表題番号:2006B-137 日付:2012/05/18
研究課題自力避難困難者の多い施設の避難安全計画に関する基礎的研究
研究者所属(当時) 資格 氏名
(代表者) 理工学術院 教授 長谷見 雄二
研究成果概要
高齢化に伴う高齢者施設の増加、バリアフリー化の進行に伴う公共施設の障がい者・高齢者の利用の増加等を背景として、災害時に自力避難できない在館者の多い施設が増加している。一方、火災時の人命安全は一般的には地上までの避難を前提としているが、こうした自力避難困難者の増加を防災的にどう補って人命安全性を確保するかは調査研究のレベルでも立ち遅れており、2005年頃からは高齢者施設等を中心に複数の死者を出す火災が発生し始めている。高齢化の更なる進行によって高齢者施設が増加すれば、その火災被害が大規模化したり、死亡火災が頻発化することが予想されている。
本研究は、高齢者福祉施設を中心に、自力避難困難者の居住実態と施設の防災管理体制を調査し、併せて、高齢者の行動能力を避難計画という観点から実測調査するものである。
本研究では、2000年以降、増加してきた認知症グループホームについて、東京都内の施設の悉皆調査を行い、多くの施設において、出火後早い段階で確実に消火・介助避難するための設備・管理体制が成立していないこと、居住者の要介護度は居住年数とともに進行し、避難上の困難が増加する傾向があること等を明らかにした。また、東京都の高齢者住宅(シルバーピア)で発生した火災の記録の悉皆調査を行い、高齢者住宅でも、認知症等の症状を伴わない場合は、生活様態によっては出火率が一般世帯よりもむしろ低下し得ること、出火後、早い段階で駆けつけることができる人がいることが高齢者施設の人命安全の向上に極めて効果的であること等を明らかにした。
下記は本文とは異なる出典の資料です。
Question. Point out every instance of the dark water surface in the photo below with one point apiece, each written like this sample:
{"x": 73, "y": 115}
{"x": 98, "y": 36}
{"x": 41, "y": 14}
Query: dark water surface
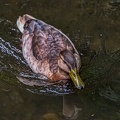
{"x": 94, "y": 28}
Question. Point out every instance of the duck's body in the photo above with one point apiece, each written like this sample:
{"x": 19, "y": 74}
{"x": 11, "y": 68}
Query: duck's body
{"x": 47, "y": 50}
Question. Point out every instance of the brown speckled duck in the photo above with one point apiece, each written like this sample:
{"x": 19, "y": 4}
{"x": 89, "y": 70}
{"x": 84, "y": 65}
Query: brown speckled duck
{"x": 48, "y": 51}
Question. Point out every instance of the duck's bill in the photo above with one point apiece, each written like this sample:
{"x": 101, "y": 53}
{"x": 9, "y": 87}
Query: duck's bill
{"x": 76, "y": 79}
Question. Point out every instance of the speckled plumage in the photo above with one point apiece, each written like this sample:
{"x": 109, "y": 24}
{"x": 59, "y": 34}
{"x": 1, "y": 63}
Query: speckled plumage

一方、高齢者・障がい者の避難行動特性の実験的把握は、被験者確保の容易性のため、健常者に擬似高齢者体験用具を装着させて実施するのが通例であるが、実際の高齢者の行動能力を再現し得ているかについては疑問があった。本研究では、高齢者住宅の住民の協力を得て、実際の高齢者、車椅子使用者の歩行行動能力測定を実施し、擬似高齢者体験用具による実験方法の指針を誘導した。